The Board of Directors of Serabi monitors the business affairs of the company on behalf of shareholders. The Board currently consists of the Executive Chairman, Managing Director, Finance Director and two Non-Executive Directors. The Directors have responsibility for the overall corporate governance of the company and recognize the need for the highest standards of behaviour and accountability. The Directors are committed to the principles underlying best practice in corporate governance and intend to comply with the principles of the Combined Code in such respects as they consider appropriate for a company of Serabi’s size and nature.
The Company has established an Audit Committee and a Remuneration Committee. The Audit Committee comprises two Non-Executive Directors and the Finance Director. It is responsible for ensuring that the financial performance of the Group is properly reported on and monitored and for reviewing the auditor’s reports relating to accounts and internal control systems.
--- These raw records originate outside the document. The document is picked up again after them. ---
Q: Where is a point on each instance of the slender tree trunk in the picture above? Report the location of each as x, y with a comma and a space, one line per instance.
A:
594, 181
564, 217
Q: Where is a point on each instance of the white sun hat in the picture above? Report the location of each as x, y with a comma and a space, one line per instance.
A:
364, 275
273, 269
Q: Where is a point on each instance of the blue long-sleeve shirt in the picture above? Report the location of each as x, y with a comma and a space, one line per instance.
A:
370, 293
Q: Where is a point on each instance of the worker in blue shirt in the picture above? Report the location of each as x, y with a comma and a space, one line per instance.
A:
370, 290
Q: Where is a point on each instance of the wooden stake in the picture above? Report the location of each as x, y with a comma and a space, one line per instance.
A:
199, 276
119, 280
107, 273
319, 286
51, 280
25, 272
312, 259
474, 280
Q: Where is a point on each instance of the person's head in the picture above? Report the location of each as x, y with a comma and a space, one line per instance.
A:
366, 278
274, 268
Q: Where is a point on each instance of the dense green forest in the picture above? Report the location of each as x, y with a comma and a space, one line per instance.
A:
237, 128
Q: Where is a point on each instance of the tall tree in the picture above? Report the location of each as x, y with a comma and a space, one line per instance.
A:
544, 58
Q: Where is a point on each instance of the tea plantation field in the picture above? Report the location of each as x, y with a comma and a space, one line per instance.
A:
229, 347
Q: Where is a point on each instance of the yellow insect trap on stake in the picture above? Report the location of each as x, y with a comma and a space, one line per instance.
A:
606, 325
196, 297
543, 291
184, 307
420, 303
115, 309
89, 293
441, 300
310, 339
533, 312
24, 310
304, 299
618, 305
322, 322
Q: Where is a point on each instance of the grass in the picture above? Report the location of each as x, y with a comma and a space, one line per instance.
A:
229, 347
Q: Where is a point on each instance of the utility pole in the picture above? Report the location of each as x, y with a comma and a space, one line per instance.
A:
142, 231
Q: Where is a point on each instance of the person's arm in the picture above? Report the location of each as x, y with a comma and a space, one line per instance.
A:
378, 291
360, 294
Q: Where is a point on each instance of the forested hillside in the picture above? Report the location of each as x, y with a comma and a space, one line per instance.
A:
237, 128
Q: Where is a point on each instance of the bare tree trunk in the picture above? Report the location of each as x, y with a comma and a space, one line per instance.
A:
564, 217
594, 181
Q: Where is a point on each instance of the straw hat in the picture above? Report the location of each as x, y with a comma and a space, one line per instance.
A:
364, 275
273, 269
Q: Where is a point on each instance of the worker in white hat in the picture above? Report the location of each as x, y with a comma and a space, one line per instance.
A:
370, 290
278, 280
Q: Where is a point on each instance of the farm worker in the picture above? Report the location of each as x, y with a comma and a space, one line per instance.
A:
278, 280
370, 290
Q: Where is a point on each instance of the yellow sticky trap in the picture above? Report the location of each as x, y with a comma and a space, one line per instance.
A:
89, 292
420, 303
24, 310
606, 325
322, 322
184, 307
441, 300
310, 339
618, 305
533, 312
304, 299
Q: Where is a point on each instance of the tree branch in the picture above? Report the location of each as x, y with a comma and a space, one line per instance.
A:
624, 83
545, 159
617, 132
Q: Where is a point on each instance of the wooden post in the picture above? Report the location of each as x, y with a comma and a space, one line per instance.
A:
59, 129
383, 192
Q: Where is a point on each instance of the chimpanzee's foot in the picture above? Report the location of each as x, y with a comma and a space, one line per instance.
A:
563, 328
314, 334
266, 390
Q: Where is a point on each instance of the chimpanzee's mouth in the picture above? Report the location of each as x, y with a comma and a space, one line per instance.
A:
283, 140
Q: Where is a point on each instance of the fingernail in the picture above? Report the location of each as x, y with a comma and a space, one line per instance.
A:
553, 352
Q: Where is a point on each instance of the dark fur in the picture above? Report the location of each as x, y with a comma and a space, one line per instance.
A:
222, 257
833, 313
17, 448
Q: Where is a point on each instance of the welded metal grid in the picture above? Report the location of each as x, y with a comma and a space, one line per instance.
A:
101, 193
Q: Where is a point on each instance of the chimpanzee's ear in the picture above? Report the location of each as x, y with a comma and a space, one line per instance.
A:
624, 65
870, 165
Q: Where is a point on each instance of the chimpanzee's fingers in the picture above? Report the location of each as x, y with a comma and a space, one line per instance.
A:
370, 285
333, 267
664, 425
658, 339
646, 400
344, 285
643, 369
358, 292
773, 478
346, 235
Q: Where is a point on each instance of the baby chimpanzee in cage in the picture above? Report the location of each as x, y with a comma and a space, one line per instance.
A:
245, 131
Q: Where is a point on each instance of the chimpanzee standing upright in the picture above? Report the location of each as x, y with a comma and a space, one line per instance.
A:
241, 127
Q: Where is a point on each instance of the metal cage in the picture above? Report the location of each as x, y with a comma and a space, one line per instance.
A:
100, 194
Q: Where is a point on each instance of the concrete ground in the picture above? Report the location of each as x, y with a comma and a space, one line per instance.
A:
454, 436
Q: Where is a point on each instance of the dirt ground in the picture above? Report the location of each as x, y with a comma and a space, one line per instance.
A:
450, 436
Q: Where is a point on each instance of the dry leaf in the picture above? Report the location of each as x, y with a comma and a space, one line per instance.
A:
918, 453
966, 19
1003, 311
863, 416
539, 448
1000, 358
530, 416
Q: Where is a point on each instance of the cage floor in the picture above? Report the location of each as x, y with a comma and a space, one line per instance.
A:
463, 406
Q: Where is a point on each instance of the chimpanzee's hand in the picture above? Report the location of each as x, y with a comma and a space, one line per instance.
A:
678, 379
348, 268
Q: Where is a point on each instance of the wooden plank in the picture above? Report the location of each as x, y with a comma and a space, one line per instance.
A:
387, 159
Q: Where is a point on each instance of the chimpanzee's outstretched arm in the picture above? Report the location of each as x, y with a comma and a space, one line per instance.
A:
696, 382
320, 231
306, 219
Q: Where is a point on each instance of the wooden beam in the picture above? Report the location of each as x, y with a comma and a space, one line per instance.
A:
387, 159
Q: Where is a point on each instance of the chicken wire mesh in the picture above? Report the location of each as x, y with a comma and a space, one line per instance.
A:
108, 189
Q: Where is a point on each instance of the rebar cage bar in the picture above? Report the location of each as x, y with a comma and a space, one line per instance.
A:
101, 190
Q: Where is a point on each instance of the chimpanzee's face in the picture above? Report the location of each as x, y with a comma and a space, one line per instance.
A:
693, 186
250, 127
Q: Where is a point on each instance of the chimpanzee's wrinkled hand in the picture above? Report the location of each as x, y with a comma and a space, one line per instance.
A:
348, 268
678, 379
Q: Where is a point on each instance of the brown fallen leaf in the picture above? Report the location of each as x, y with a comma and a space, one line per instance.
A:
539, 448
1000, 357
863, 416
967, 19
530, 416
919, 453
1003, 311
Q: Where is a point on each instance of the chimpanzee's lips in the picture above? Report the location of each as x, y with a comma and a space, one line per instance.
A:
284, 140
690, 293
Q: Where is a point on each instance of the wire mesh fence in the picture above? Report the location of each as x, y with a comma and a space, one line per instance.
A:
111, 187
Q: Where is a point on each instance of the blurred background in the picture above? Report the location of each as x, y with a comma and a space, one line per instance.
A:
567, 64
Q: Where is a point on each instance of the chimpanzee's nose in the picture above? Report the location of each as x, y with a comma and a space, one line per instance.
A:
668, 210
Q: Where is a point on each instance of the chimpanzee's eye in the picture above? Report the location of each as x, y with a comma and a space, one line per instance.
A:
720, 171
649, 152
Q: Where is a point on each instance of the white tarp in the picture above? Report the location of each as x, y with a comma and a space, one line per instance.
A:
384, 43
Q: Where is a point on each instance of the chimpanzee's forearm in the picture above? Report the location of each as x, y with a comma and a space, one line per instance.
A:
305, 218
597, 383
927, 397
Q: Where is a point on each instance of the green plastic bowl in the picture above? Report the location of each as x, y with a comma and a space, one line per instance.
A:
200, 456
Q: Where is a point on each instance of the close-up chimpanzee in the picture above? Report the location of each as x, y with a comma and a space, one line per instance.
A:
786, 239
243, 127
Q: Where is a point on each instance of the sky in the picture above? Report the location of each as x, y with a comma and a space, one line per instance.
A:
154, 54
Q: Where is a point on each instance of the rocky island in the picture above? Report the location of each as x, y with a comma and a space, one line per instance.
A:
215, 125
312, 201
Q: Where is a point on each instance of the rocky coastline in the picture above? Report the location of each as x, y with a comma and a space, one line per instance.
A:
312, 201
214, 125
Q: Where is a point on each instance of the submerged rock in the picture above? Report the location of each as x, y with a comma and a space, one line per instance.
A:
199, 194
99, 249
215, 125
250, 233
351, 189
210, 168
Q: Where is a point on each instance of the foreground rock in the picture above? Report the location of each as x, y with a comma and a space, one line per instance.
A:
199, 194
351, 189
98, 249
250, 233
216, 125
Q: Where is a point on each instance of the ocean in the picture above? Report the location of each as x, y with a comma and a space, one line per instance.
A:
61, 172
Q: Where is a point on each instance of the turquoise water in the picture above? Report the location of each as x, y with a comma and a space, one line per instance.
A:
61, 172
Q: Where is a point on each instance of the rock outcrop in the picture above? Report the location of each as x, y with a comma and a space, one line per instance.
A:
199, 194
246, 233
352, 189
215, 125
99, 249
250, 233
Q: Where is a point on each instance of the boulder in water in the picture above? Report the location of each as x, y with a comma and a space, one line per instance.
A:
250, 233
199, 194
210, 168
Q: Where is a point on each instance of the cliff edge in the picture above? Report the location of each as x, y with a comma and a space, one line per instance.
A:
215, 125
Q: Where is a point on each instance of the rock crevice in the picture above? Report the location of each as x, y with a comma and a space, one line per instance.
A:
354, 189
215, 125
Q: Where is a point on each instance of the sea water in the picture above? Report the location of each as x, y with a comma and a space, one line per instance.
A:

The Remuneration Committee comprises two Non-Executive Directors. It is responsible for determining and agreeing with the Board the framework for the remuneration of the Managing Director, all other Executive Directors, the Chairman of the Company (if an Executive Director), the Company Secretary and such other members of the Executive management as it is designated to consider. It is furthermore responsible for determining the total individual remuneration packages of each director including, where appropriate, bonuses, incentive payments and share options.
In addition, the Executive Management Committee, comprised of the Executive Chairman, Chief Executive Officer and Finance Director, directs the day-to-day operations of the company.
The Company has adopted a share dealing code for Directors and relevant employees in accordance with the AIM Rules and will take proper steps to ensure compliance by the Directors and those employees.